Methods: A single-center retrospective analysis of TD-irAEs in patients with advanced cancer treated with ICIs. We analyzed the development of TD and its association with the response to treatment assessed using RECIST v1.1 criteria. We calculated the odds of recurrence associated with TD-irAEs using multivariable adjusted regression and overall survival associated with TD-irAEs using multivariable adjusted Cox proportional hazards models.

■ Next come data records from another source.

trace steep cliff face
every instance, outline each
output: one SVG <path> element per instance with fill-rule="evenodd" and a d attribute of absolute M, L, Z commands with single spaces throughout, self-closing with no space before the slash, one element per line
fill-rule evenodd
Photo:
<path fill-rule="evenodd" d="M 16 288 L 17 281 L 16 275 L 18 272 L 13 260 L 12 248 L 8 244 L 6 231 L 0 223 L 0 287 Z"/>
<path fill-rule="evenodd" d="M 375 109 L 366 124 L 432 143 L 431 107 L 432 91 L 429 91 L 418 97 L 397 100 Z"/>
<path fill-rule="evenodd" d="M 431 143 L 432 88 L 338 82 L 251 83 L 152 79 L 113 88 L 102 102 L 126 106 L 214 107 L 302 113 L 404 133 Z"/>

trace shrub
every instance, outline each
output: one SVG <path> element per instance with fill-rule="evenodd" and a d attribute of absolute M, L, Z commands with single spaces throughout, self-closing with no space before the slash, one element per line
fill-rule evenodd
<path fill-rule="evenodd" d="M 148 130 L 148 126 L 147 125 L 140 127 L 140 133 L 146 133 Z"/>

Results: We included 238 patients (72% male; median age 69.5 years, range 63-76) with melanoma, lung or urothelial cancer, treated with Atezolizumab, Pembrolizumab, Ipilimumab and/or Nivolumab. Of them, 70 (29%) patients developed TD-irAEs in a median time of 69 days (range 41-181). The most frequent TD-irAEs was subclinical hypothyroidism (41%), followed by subclinical thyrotoxicosis (24%), overt hypothyroidism (17%) and hyperthyroidism (17%). Patients who developed TD-irAEs were younger (P = 0.030) than those who did not. No significant differences between groups were found for sex (P = 0.145) or type of primary tumor (P = 0.051). The incidence of TD-irAEs in patients treated with combination therapy (Nivolumab + Ipilimumab, 67%) was significantly higher than that in patients treated with any ICI in monotherapy. Compared with patients who did not develop TD-irAEs, those in the TD-irAEs group had a relative reduction of 77% (OR 0.23, 95% CI 0.11-0.47) in the risk of progression and of 47% in the risk of mortality (HR 0.53, 95% CI 0.36-0.80), independent of age, sex, primary tumor, or type of ICI treatment.
Conclusions: TDirAEs occur in nearly 30% of patients receiving ICI treatment. Most TD-irAEs were mild and easily controlled. The occurrence of TD-irAEs appeared to be associated with improved response to ICIs as well as improved survival. These findings may reinforce the clinical relevance of monitoring thyroid function, as such monitoring could be an independent prognostic indicator of antitumor response and survival among oncologic patients on ICI treatment.